Page:Dick - Un drame au Labrador, 1897.djvu/68

Cette page a été validée par deux contributeurs.
66
DEUX COMPÈRES

Personne, on le voit, — pas plus à l’est qu’à l’ouest de la baie, — ne soupçonnait que la passerelle eût été sciée malicieusement.

Telle était la situation dans les premiers jours de septembre.

Ajoutons cependant qu’à l’est comme à l’ouest, chez les Noël comme chez les Labarou, certains remue-ménages inusités, un branlebas général de nettoyage, divers travaux de couture et autres préparatifs ayant une signification énigmatique… laissaient prévoir que quelque événement mémorable devait se passer sous peu.

En effet, le 15 septembre, — c’est-à-dire dans une dizaine de jours au plus, — une grande visite était attendue…

Celle du missionnaire !

Or, à l’occasion de cette visite bisannuelle, le premier mariage entre gens de race blanche serait célébré à Kécarpoui…

Celui d’Arthur Labarou et de Suzanne Noël !

Il avait bien aussi été question d’unir Gaspard et Mimie.

Mais les deux fiancés, d’un commun accord, — ou plutôt désaccord, — avaient remis la partie au printemps suivant.

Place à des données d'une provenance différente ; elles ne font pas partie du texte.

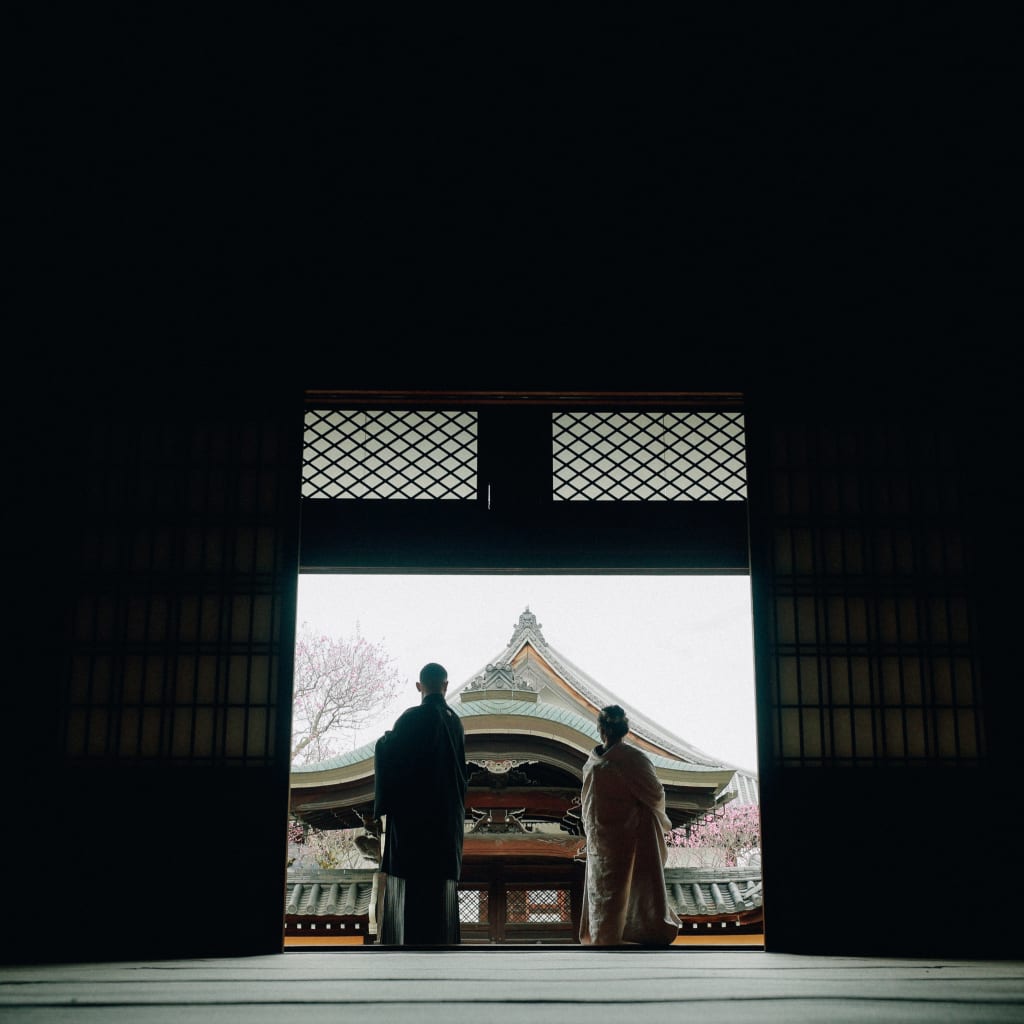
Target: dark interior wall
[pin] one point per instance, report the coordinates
(599, 210)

Jusque-là, il pouvait couler « joliment » de l’eau sous les ponts.

XVI

DEUX COMPÈRES


La goélette courait, bâbord amures, vers la côte, pendant qu’à droite défilait rapidement le littoral tourmenté de Terreneuve.

Bien qu’à une dizaine de milles de distance, la ligne boisée des pointes et des baies, les saillies des caps, les taches sombres des forêts se dessinaient successivement, et avec une grande netteté, sur l’horizon de l’est, à mesure qu’on avançait vers le nord.

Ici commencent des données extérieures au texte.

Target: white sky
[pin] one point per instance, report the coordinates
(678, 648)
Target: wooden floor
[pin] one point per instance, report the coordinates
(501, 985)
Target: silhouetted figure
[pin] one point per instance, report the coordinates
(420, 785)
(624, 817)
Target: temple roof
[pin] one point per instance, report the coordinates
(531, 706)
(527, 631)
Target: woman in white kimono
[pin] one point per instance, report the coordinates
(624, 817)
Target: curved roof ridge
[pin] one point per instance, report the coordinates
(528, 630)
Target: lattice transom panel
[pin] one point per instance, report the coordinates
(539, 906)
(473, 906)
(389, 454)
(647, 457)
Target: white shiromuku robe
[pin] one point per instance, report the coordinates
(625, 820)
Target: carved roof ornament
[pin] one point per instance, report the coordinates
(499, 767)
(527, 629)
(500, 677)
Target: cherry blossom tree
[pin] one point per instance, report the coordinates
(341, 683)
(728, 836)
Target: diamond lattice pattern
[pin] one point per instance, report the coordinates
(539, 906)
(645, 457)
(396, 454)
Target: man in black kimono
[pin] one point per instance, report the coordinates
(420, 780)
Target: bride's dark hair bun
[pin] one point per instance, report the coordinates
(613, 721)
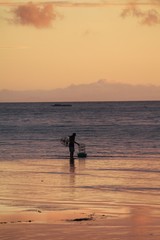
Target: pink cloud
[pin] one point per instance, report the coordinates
(37, 15)
(148, 17)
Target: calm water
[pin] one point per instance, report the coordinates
(123, 146)
(108, 129)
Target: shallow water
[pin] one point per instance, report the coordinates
(57, 185)
(108, 129)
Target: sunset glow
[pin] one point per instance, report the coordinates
(48, 45)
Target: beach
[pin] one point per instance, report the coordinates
(55, 201)
(141, 223)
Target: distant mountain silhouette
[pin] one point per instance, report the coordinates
(101, 90)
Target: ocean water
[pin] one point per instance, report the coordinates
(122, 167)
(108, 129)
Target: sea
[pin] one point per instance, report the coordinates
(122, 142)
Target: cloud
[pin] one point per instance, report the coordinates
(37, 15)
(101, 90)
(148, 17)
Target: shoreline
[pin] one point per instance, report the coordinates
(139, 222)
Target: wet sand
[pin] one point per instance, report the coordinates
(51, 200)
(140, 223)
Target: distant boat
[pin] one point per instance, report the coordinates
(62, 105)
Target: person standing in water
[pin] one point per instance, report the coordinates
(72, 142)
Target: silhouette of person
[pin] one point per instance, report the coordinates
(72, 142)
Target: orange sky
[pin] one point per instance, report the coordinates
(47, 46)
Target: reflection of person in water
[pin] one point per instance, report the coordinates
(72, 142)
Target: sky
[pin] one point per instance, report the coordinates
(46, 45)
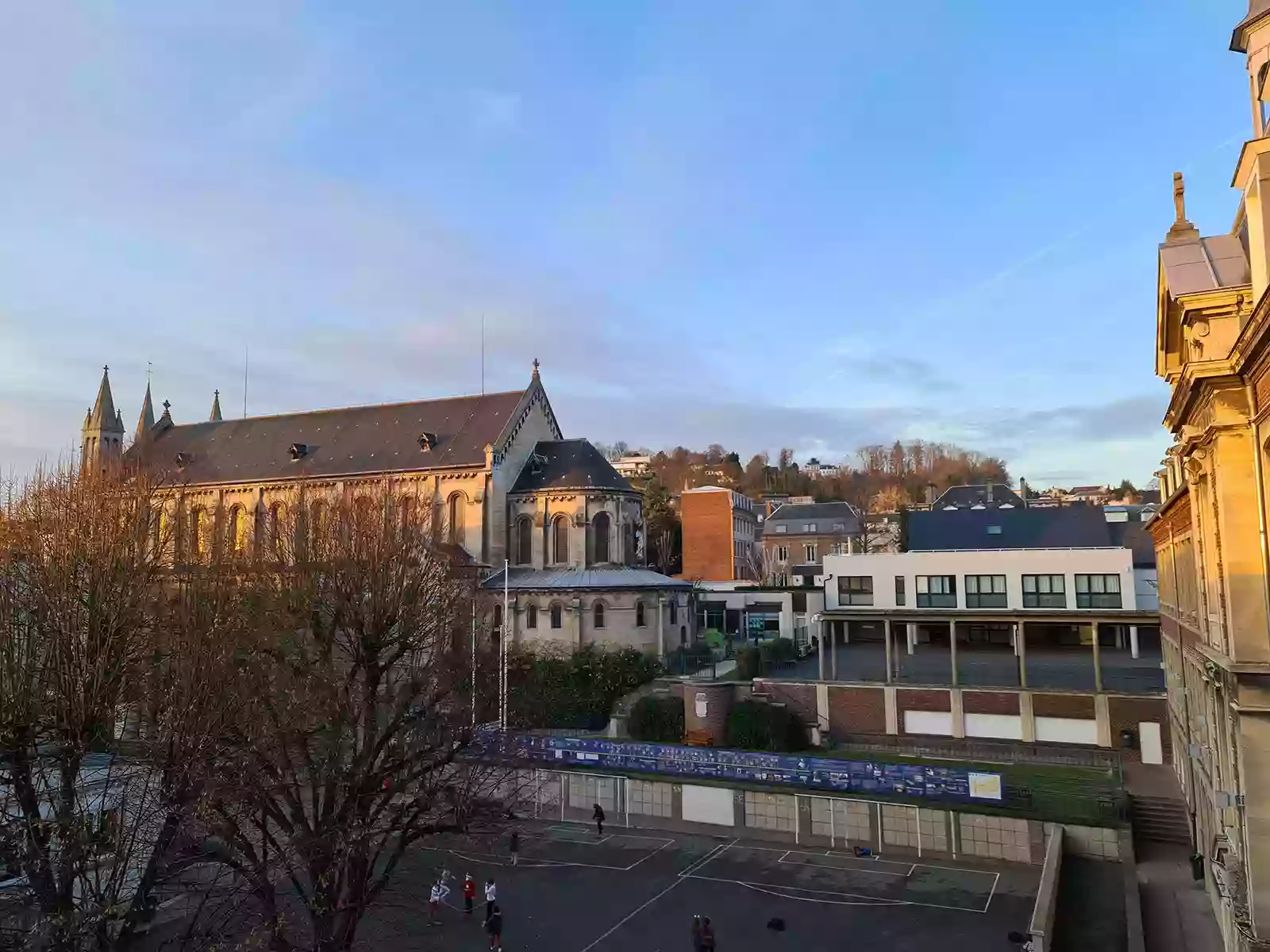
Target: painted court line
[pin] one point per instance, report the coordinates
(770, 888)
(783, 861)
(679, 879)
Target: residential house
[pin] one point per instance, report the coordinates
(797, 537)
(721, 535)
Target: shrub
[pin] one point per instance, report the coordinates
(749, 663)
(573, 689)
(657, 717)
(753, 725)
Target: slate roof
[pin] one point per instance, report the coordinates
(356, 440)
(524, 579)
(569, 463)
(827, 513)
(1060, 527)
(967, 497)
(1134, 536)
(1210, 263)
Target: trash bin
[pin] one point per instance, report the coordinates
(1198, 866)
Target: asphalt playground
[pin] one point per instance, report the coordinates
(637, 890)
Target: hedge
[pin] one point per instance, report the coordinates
(753, 725)
(657, 717)
(573, 689)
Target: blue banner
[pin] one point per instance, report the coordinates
(714, 763)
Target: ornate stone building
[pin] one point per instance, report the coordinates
(495, 471)
(1213, 348)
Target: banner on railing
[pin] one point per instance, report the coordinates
(713, 763)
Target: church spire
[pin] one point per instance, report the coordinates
(105, 416)
(102, 437)
(148, 416)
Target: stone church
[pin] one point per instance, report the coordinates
(495, 467)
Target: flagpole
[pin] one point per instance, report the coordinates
(502, 641)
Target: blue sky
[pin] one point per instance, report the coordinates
(766, 224)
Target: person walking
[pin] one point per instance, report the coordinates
(706, 936)
(491, 896)
(440, 890)
(495, 927)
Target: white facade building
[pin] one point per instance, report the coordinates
(1006, 581)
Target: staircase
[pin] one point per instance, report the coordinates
(1160, 819)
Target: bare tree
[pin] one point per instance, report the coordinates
(79, 819)
(359, 712)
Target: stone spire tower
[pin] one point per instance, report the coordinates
(102, 437)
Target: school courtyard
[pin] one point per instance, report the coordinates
(637, 892)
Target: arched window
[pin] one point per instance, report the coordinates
(455, 520)
(525, 541)
(560, 539)
(237, 531)
(601, 524)
(276, 517)
(197, 543)
(1263, 107)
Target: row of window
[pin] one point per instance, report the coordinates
(988, 590)
(556, 615)
(558, 539)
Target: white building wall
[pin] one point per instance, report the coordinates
(1011, 562)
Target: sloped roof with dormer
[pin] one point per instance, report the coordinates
(343, 442)
(569, 463)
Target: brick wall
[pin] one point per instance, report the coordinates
(706, 518)
(857, 711)
(1064, 706)
(1128, 712)
(800, 698)
(924, 701)
(1005, 702)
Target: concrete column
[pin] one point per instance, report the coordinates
(1098, 658)
(1103, 717)
(1022, 628)
(1026, 717)
(660, 619)
(887, 632)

Il était sept heures du soir.

Thomas Noël, enveloppé d’un imperméable de grosse toile huilée et coiffé d’un chapeau également à l’épreuve de l’eau, tenait la barre.

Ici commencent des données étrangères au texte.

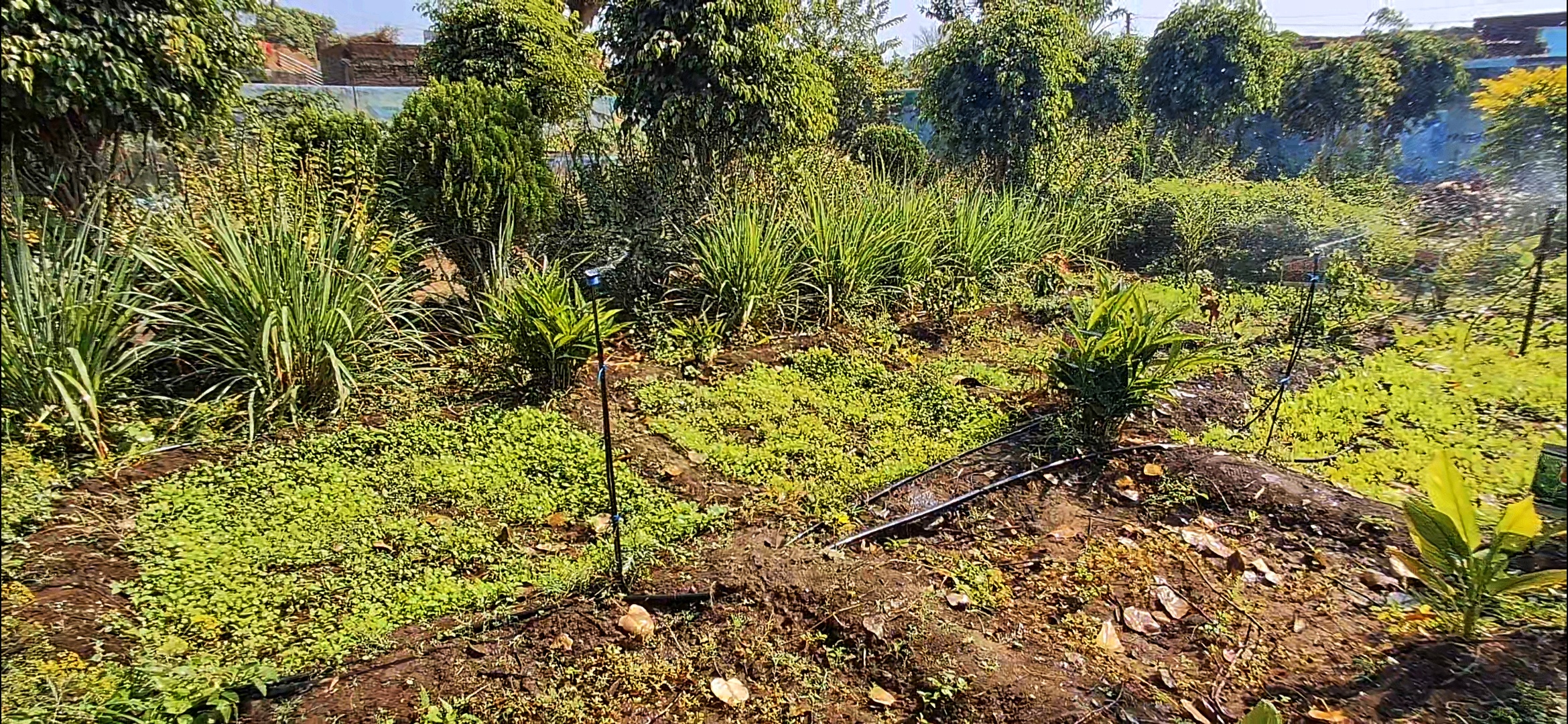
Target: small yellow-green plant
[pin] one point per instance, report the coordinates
(1455, 563)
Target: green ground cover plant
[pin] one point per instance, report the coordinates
(828, 427)
(1433, 389)
(302, 555)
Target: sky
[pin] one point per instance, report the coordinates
(1302, 16)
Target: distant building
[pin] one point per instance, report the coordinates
(371, 63)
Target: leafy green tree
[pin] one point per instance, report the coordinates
(998, 88)
(469, 159)
(1212, 63)
(712, 80)
(1431, 70)
(1340, 86)
(293, 27)
(1109, 93)
(1526, 138)
(842, 38)
(77, 74)
(527, 41)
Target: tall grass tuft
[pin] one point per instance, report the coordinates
(745, 265)
(287, 306)
(540, 318)
(68, 317)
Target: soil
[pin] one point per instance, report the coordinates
(1303, 611)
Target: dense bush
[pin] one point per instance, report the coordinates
(888, 147)
(289, 308)
(66, 320)
(996, 88)
(1211, 63)
(330, 147)
(529, 43)
(712, 80)
(76, 74)
(538, 317)
(1526, 138)
(468, 159)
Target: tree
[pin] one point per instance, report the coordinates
(77, 74)
(468, 159)
(293, 27)
(1109, 93)
(1340, 86)
(1526, 113)
(1431, 70)
(1212, 63)
(999, 86)
(527, 41)
(842, 38)
(712, 80)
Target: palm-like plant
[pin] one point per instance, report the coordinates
(68, 317)
(541, 320)
(1120, 356)
(1455, 563)
(287, 306)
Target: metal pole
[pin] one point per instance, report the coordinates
(609, 452)
(1536, 284)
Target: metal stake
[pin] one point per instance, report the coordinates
(1536, 284)
(609, 450)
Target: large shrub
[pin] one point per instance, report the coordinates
(468, 159)
(76, 74)
(888, 147)
(1526, 113)
(996, 88)
(712, 80)
(1211, 63)
(287, 308)
(532, 43)
(66, 318)
(330, 147)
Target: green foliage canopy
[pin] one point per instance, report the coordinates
(527, 41)
(74, 74)
(1002, 85)
(1211, 63)
(293, 27)
(1340, 86)
(714, 79)
(469, 157)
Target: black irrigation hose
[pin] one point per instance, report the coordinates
(984, 491)
(901, 483)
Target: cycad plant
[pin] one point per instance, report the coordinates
(540, 318)
(287, 308)
(1120, 356)
(744, 265)
(68, 317)
(1455, 563)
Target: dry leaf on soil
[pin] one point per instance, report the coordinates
(637, 621)
(730, 692)
(1172, 602)
(1108, 637)
(880, 697)
(1140, 621)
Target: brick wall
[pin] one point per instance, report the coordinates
(360, 63)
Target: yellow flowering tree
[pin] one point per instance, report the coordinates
(1526, 113)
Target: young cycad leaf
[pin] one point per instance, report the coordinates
(1529, 582)
(1262, 713)
(1453, 497)
(1435, 535)
(1518, 527)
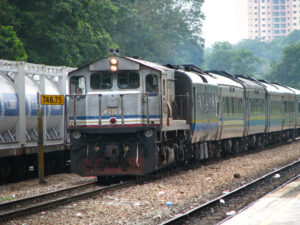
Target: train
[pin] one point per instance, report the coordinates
(20, 82)
(131, 117)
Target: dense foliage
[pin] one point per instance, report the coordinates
(76, 32)
(11, 47)
(287, 70)
(276, 61)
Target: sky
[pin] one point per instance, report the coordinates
(226, 20)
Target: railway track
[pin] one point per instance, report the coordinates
(38, 203)
(226, 205)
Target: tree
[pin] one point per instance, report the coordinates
(160, 30)
(11, 48)
(236, 61)
(61, 32)
(286, 71)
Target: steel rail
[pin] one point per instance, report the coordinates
(42, 202)
(216, 202)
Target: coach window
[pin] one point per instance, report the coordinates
(77, 85)
(128, 80)
(151, 83)
(102, 80)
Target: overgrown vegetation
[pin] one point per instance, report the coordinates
(77, 32)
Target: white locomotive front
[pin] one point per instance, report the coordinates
(119, 109)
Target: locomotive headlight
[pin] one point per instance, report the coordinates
(113, 68)
(113, 61)
(76, 134)
(148, 133)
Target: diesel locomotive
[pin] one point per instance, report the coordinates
(128, 116)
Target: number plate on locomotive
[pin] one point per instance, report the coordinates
(52, 100)
(112, 111)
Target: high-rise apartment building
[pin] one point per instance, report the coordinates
(268, 19)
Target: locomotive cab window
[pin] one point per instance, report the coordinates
(151, 83)
(77, 85)
(128, 80)
(102, 80)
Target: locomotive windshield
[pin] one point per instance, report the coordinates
(77, 85)
(128, 80)
(101, 80)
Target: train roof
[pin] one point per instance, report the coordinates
(223, 80)
(124, 63)
(271, 88)
(283, 89)
(198, 77)
(250, 82)
(297, 92)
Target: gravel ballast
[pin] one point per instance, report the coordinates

À ses côtés, la pipe aux lèvres et le regard obstinément fixé sur la côte nord, un jeune homme, à l’air renfrogné et dur, était debout, gardant son équilibre en dépit de la houle, par un simple mouvement des reins.

Ce garçon-là devait avoir le pied marin, car cette houle, très forte et rencontrée de biais, faisait rouler le petit vaisseau comme un simple bouchon de liège.

Mais, soit habitude, soit préoccupation, le personnage en question semblait aussi à son aise sur ce pont mouvant que sur le plancher des vaches, — comme les marins appellent dédaigneusement la terre ferme.

C’était, — on l’a deviné, — Gaspard Labarou.

Les deux compères revenaient d’une courte excursion de pêche le long du littoral français, — french shore, — de Terreneuve ; et, après avoir préparé temporairement leur poisson, ils se hâtaient de regagner Kécarpoui pour l’encaquer définitivement.